Search code examples
pythonregexpython-re

How to capture the rest of a sentence after one or two matching groups with regex?


So i have two sentences that I'm working with and I'm interested in making specific capture groups based on the characters in a word. So i have these two spanish sentences:

  1. Yo quiero irme de viaje.
  2. Yo puedo caminar en la nieve.

The first capture group has to be one of the verbs ie. "quiero" and "puedo" so i do that with this regex ([PpDdQq].*o).
The second capture group has to be a word following directly after the verb, ending in "me" and I do that with (\w*me).
Now for the last capture group,it has to be all words and blankspaces following directly after the first capture group in the absence of a direct word ending in "-me" or all words and blankspaces following directly after the second capture group in the presence of a direct word ending in "-me", I used (\w.+) but it didn't work.

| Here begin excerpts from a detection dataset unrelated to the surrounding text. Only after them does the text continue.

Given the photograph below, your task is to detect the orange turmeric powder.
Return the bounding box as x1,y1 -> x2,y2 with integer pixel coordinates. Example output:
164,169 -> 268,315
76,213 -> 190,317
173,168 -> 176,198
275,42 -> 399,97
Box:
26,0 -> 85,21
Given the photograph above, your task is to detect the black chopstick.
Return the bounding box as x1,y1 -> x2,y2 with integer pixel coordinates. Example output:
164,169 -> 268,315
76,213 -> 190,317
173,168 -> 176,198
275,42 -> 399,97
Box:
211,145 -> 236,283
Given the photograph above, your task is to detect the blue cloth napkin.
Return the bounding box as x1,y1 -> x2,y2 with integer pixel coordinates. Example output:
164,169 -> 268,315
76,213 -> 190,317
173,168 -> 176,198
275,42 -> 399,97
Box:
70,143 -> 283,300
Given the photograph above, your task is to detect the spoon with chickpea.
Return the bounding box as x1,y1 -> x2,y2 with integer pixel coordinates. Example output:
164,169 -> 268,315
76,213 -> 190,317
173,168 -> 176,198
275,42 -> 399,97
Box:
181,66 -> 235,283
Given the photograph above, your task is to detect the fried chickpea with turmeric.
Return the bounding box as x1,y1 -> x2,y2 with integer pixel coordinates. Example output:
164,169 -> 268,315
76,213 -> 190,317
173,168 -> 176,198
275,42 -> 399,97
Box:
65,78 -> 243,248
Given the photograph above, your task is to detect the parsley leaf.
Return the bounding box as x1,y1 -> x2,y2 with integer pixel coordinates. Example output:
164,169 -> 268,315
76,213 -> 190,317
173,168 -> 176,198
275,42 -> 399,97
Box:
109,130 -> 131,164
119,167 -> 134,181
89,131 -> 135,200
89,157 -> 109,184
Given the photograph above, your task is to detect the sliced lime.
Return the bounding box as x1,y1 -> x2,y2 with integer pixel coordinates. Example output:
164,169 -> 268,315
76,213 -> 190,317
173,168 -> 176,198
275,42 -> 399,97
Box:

Could anybody help me figure out why? Thanks. Below is the full regex and link to regex website containing the expression and examples to be matched:

([PpDdQq].*o) |(\w*me)|(\w.+)


Solution

  • Use

    \b([PpDdQq]\w*o)(?:\s+(\w*me))?\b(.*)
    

    See regex proof.

    EXPLANATION

    --------------------------------------------------------------------------------
      \b                       the boundary between a word char (\w) and
                               something that is not a word char
    --------------------------------------------------------------------------------
      (                        group and capture to \1:
    --------------------------------------------------------------------------------
        [PpDdQq]                 any character of: 'P', 'p', 'D', 'd',
                                 'Q', 'q'
    --------------------------------------------------------------------------------
        \w*                      word characters (a-z, A-Z, 0-9, _) (0 or
                                 more times (matching the most amount
                                 possible))
    --------------------------------------------------------------------------------
        o                        'o'
    --------------------------------------------------------------------------------
      )                        end of \1
    --------------------------------------------------------------------------------
      (?:                      group, but do not capture (optional
                               (matching the most amount possible)):
    --------------------------------------------------------------------------------
        \s+                      whitespace (\n, \r, \t, \f, and " ") (1
                                 or more times (matching the most amount
                                 possible))
    --------------------------------------------------------------------------------
        (                        group and capture to \2:
    --------------------------------------------------------------------------------
          \w*                      word characters (a-z, A-Z, 0-9, _) (0
                                   or more times (matching the most
                                   amount possible))
    --------------------------------------------------------------------------------
          me                       'me'
    --------------------------------------------------------------------------------
        )                        end of \2
    --------------------------------------------------------------------------------
      )?                       end of grouping
    --------------------------------------------------------------------------------
      \b                       the boundary between a word char (\w) and
                               something that is not a word char
    --------------------------------------------------------------------------------
      (                        group and capture to \3:
    --------------------------------------------------------------------------------
        .*                       any character except \n (0 or more times
                                 (matching the most amount possible))
    --------------------------------------------------------------------------------
      )                        end of \3